Semi Capex On Pace For 21% Growth to $185.5B This Year, Reports IC Insights
2020-2022 expected to be the first 3-year period of double-digit capex growth since 1993-1995.
IC Insights has adjusted its 2022 worldwide semiconductor capital-spending forecast that now shows a 21% increase this year, to $185.5 billion (Figure 1). The revised outlook, which was included in IC Insights’ recently released August 3Q Update to The McClean Report, represents a decrease from $190.4 billion and 24% growth that was forecast at the beginning of this year. Though lowered, the revised capex forecast still represents a new record high level of spending. In fact, if industry capital spending rises as forecast by a double-digit amount this year, it will mark the first three-year period of double-digit capital expenditure gains in the semiconductor industry since 1993-1995.
Wafer fab utilization rates at many integrated device manufacturers (IDMs) remained well above 90% through the first half of this year and many semiconductor foundries operated at 100% utilization rates, as orders remained robust during the economic recovery from the Covid-19 pandemic.

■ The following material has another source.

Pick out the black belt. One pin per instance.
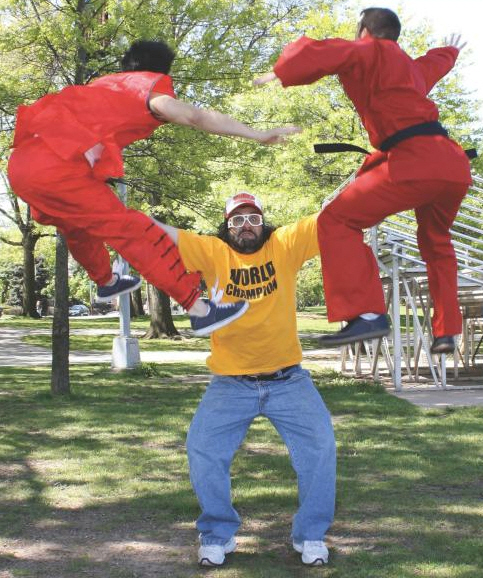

Combined two-year semiconductor capital spending in 2021 and 2022 is now expected to reach $338.6 billion. IDMs and foundries are spending heavily on new manufacturing capacity for logic and memory devices built with leading-edge process technology. However, strong demand and ongoing shortages of many other essential chips such as power semiconductors, analog ICs, and various MCUs, have caused suppliers to boost manufacturing capacity for those products as well.
While all of that is positive news, a menacing cloud of uncertainty looms on the horizon. Soaring inflation and a rapidly decelerating worldwide economy caused semiconductor manufacturers to re-evaluate their aggressive expansion plans at the mid-point of the year. Several (but not all) suppliers—particularly many leading DRAM and flash memory manufacturers—have already announced reductions in their capex budgets for this year. Many more suppliers have noted that capital spending cuts are expected in 2023 as the industry digests three years of robust spending and evaluates capacity needs in the face of slowing economic growth.